O reflexo disso pode ser facilmente identificado não só pela inflação das cifras nas últimas transferências de atletas – como no caso da negociação de Neymar com o Paris Saint Germain –, mas, também, pela entrada massiva, nos clubes transformados em empresas, de agentes do mercado financeiro, especialmente fundos de investimento, e pelo crescimento de ligas periféricas, a exemplo das asiáticas.

A China ilustra essas proposições. Donos da segunda maior economia mundial, os chineses voltaram seus olhos de vez para o futebol. A sua liga vem recebendo investimentos vultosos e importantes atletas internacionais foram contratados.

A evolução é nítida. Alguns anos atrás, seria impossível imaginar que estrelas como Carlitos Tévez, Jackson Martínez e Hulk trocariam clubes europeus, e até mesmo sul-americanos, para disputar o campeonato chinês.

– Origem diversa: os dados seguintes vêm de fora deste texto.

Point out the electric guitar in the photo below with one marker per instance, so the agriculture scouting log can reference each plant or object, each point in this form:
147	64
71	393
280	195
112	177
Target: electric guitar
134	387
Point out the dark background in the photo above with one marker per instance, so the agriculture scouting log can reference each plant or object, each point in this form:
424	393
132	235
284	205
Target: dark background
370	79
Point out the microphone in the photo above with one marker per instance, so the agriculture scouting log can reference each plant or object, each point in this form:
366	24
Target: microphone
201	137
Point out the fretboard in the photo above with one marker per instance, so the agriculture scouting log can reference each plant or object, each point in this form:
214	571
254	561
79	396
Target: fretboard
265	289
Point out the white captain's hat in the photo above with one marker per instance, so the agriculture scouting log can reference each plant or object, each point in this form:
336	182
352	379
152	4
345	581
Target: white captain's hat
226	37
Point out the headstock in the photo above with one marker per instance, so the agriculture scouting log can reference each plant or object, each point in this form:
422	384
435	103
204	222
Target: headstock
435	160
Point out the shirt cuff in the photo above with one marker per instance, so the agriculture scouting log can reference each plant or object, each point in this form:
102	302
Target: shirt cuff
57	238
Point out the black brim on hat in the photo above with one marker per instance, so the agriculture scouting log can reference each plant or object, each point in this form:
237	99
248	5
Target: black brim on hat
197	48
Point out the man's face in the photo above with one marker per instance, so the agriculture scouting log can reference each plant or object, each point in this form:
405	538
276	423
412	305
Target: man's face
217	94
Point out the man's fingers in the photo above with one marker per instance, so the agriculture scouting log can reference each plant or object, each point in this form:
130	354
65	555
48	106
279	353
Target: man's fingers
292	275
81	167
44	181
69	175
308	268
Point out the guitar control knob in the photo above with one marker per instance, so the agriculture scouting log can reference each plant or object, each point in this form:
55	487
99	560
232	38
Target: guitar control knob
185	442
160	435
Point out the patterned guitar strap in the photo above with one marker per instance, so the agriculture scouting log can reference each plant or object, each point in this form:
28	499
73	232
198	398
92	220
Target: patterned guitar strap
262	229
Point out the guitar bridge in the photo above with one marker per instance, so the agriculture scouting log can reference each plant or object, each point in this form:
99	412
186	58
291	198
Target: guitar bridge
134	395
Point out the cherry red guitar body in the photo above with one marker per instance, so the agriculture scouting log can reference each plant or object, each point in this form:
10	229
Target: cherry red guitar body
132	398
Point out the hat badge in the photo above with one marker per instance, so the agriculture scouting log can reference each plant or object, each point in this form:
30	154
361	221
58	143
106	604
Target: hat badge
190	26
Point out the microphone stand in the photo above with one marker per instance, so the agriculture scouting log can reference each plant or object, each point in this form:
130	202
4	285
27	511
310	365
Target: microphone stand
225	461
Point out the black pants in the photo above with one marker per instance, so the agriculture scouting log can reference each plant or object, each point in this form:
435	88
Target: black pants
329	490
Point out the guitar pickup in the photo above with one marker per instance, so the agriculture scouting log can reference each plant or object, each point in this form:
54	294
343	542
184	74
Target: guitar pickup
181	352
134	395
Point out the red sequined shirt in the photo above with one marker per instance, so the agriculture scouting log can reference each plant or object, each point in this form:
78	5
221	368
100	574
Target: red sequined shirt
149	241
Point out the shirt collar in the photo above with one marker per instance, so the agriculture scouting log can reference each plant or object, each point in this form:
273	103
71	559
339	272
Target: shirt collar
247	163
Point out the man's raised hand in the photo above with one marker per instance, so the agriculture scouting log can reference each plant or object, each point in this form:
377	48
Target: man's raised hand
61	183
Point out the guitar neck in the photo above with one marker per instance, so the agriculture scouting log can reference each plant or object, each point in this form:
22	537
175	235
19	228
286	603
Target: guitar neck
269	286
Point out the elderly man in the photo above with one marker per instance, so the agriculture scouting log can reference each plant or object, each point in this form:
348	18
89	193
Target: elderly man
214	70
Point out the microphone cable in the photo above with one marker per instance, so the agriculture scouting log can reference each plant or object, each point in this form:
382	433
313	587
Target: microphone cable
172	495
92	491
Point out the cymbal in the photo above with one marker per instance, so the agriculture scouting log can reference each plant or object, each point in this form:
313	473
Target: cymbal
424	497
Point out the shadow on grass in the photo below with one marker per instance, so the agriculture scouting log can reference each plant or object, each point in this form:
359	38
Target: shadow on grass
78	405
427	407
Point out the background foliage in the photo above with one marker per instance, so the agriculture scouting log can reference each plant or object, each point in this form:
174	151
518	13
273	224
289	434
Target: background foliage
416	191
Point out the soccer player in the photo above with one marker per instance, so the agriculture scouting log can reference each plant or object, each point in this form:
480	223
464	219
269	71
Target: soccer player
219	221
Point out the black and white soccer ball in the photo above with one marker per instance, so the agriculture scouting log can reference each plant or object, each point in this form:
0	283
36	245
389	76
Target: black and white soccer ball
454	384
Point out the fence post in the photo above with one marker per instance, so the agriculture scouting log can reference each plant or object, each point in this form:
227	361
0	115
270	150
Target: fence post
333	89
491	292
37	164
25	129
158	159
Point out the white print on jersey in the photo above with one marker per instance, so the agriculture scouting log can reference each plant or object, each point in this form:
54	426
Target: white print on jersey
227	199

E não há qualquer segredo no discurso: a China quer se tornar, até 2050, uma potência mundial, iniciando com a meta de classificar a seleção nacional para a Copa do Mundo de 2022, a ser disputada no Catar. Com esse objetivo lançou, aliás, um plano ousado, cujas bases estão fincadas no fomento à criação da cultura do futebol e no desenvolvimento dos atletas locais.

Apesar do crescente sucesso da liga, com a valorização dos direitos de transmissão televisiva das partidas – muito em razão da presença de atletas internacionais –, os chineses perceberam que o modelo pautado na importação não se adequava aos objetivos do país no longo-prazo.

O emprego de recursos em contratação midiática não formaria, como de fato não formará, uma base local sólida e competitiva. Ademais, esse movimento passou a ser visto como espécie de "evasão de divisas", gerando riqueza direta e imediata apenas aos times vendedores, geralmente alocados no estrangeiro.

Afinal, os montantes gastos com as transferências internacionais poderiam ser aplicados dentro do país, em escolas, profissionais e infraestrutura voltados à prática do futebol pelos próprios chineses, o que serviria melhor ao propósito de transformação da China em uma potência mundial.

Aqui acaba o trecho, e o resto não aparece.